Esta piedra redonda esculpida por la maza del cantero descansa olvidada en una pequeña cantera de piedra a pocos metros del viejo camino carretero que lleva desde Moralzarzal y Collado Villalba hasta Hoyo de Manzanares.

Es obra humana, no es producto de la erosión del granito. Sus bordes conservan todavía las marcas del cincel del cantero. Quizás sea el proyecto de una piedra de molino...destinada a moler el grano. Pero allí quedó.

Una piedra en el camino, me dijo que mi destino era rodar y rodar” reza la vieja ranchera tanta veces cantada. Pero esta piedra no llegó a moverse del sitio y se quedó mirando al camino, añorando el destino de los que transitan.

La silla de Felipe (II)

Esta silla abandonada en el monte es solo un ejemplo del rastro que ha dejado la covid19 en la periferia de Moralzarzal: el chabolismo de botellón.

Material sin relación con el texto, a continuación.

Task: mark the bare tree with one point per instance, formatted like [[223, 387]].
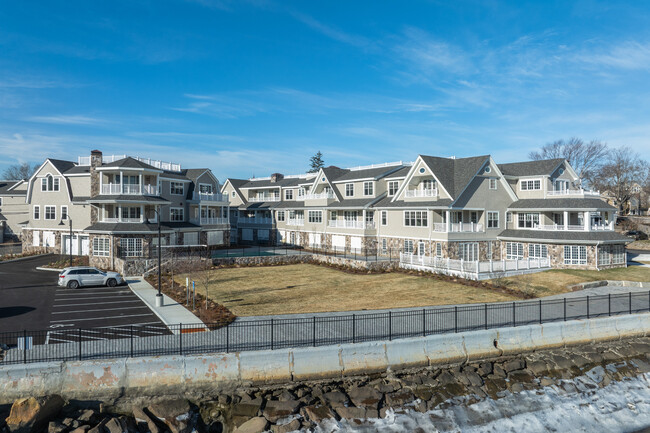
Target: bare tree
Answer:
[[19, 171], [622, 169], [585, 158]]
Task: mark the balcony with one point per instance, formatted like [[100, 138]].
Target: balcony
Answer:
[[322, 195], [351, 224], [129, 189], [418, 193], [264, 198], [197, 196], [572, 193], [206, 221], [458, 227]]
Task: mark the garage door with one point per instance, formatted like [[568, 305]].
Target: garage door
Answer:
[[338, 242], [215, 238]]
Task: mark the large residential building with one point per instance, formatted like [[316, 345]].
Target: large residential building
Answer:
[[465, 209], [113, 204]]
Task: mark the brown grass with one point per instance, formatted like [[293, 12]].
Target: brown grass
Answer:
[[306, 288]]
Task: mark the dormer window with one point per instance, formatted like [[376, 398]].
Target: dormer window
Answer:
[[50, 183]]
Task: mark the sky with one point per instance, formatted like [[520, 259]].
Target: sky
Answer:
[[248, 88]]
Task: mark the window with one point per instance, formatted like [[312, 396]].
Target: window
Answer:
[[50, 183], [537, 251], [514, 251], [101, 247], [131, 247], [575, 255], [315, 216], [50, 212], [176, 214], [415, 218], [393, 186], [528, 220], [176, 188], [493, 220], [368, 188], [529, 185]]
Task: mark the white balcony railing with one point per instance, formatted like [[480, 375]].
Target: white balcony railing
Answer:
[[206, 221], [264, 198], [351, 224], [129, 189], [411, 193], [572, 193], [209, 197], [322, 195]]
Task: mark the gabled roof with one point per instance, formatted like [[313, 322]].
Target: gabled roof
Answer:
[[531, 168], [455, 174]]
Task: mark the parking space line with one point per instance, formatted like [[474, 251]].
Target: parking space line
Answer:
[[103, 309], [100, 318]]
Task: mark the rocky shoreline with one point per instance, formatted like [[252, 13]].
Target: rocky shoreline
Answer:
[[303, 405]]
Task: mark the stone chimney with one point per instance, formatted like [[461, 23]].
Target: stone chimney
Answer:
[[95, 161]]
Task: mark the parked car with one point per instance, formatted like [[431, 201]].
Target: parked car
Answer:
[[637, 235], [76, 276]]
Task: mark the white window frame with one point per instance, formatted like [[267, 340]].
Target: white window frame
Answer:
[[174, 216], [52, 208], [393, 186], [490, 221], [368, 188], [173, 185], [315, 216], [102, 247]]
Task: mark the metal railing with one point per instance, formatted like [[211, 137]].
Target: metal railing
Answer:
[[264, 334]]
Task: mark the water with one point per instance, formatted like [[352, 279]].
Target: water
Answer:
[[576, 405]]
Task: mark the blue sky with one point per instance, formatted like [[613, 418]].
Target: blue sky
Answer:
[[253, 87]]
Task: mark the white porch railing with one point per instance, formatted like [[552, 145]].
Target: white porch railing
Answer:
[[411, 193], [473, 269], [129, 189], [351, 224], [260, 199], [572, 193], [209, 197], [321, 195]]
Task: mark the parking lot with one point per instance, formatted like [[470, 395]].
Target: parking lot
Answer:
[[32, 301]]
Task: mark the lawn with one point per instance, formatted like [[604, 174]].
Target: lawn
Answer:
[[306, 288], [556, 281]]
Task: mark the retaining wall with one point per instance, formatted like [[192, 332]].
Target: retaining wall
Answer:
[[167, 375]]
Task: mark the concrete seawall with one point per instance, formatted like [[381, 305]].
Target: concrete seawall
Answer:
[[173, 375]]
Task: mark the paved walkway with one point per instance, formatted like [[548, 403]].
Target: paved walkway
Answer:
[[171, 312]]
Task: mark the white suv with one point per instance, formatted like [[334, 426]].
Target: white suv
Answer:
[[88, 276]]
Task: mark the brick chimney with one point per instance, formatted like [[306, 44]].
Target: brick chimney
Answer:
[[95, 161]]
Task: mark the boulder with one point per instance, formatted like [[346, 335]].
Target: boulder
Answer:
[[253, 425], [31, 415]]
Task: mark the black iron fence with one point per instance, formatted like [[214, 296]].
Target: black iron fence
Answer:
[[272, 333]]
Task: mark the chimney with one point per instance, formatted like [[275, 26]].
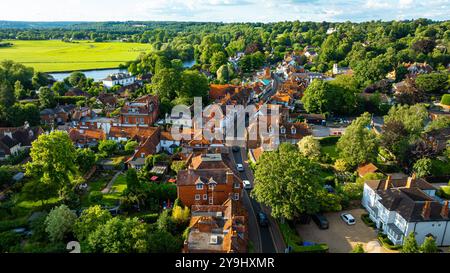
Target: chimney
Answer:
[[409, 182], [230, 177], [388, 181], [426, 211], [444, 211]]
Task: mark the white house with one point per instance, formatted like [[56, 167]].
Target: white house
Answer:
[[122, 79], [401, 206]]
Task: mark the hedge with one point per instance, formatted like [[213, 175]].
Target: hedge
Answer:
[[366, 219], [12, 224], [384, 240], [445, 100]]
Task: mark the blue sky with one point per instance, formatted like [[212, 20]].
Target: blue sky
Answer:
[[224, 10]]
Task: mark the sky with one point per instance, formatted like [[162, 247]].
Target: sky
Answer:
[[223, 10]]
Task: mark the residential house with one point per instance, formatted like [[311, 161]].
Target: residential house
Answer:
[[122, 79], [143, 111], [217, 229], [210, 179], [400, 207]]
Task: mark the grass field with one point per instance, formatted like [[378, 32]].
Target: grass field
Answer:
[[58, 56]]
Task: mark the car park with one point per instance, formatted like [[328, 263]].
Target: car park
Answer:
[[320, 220], [247, 184], [348, 218]]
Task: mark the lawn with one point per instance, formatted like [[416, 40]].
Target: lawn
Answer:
[[55, 55]]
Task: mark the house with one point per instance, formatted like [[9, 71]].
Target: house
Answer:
[[76, 92], [86, 136], [210, 179], [399, 207], [122, 79], [168, 143], [16, 139], [217, 229], [148, 145], [143, 111], [367, 168]]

Como estrategia ante las restricciones y el confinamiento, algunos grupos de jóvenes han optado por la reutilización de viejos (y quizás nuevos) muebles para la construcción de habitáculos para reunirse a escondidas en parques, montes y fincas aledañas al casco urbano.

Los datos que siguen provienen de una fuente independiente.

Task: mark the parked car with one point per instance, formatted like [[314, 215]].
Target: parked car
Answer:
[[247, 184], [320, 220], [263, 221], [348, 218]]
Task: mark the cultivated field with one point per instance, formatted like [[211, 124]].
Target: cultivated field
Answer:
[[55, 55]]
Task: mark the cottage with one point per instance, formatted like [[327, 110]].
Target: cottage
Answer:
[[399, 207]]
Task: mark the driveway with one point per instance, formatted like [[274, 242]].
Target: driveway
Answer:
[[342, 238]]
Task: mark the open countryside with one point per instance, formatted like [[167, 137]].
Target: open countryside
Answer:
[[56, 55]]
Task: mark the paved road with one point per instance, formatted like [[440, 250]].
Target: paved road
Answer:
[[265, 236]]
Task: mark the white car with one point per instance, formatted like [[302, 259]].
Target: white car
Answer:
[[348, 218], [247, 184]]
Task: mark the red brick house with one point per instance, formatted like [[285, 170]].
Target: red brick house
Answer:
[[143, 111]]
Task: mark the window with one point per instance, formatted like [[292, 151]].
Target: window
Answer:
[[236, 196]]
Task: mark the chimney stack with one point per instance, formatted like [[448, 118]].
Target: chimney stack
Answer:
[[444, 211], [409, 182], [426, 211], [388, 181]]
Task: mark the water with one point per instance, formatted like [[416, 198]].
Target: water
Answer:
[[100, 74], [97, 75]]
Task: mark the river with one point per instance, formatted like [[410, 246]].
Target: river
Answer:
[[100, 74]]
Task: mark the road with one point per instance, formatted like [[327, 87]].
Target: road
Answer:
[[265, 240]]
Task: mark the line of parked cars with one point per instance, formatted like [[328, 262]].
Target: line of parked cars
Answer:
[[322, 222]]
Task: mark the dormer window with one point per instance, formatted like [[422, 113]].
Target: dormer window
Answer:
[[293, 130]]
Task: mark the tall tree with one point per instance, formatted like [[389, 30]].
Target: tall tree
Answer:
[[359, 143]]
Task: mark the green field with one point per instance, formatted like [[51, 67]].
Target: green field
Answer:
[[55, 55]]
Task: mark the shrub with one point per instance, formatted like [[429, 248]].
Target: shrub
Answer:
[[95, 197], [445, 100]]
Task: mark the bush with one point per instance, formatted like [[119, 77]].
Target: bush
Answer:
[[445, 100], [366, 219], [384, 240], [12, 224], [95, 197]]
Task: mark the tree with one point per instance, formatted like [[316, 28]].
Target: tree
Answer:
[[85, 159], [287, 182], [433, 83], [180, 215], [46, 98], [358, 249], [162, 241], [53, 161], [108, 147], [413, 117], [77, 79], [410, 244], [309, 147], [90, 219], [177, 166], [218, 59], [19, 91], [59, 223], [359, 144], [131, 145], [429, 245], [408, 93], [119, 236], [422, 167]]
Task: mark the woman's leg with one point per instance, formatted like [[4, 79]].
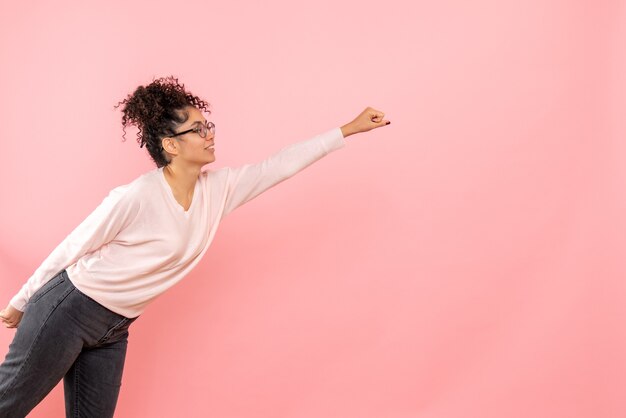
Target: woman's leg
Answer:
[[92, 384], [59, 325], [41, 352]]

No fui yo quien se topó con esta silla de plástico. Hay más personas impactadas ante esta nueva ola de elementos fuera de sitio. Pero queda claro que la covid19 ha acelerado esta nueva tipología de cosas olvidadas, dando paso a una nueva era, los objetos olvidados durante el siglo XXI.

Continuara...,porque este post no tiene fin.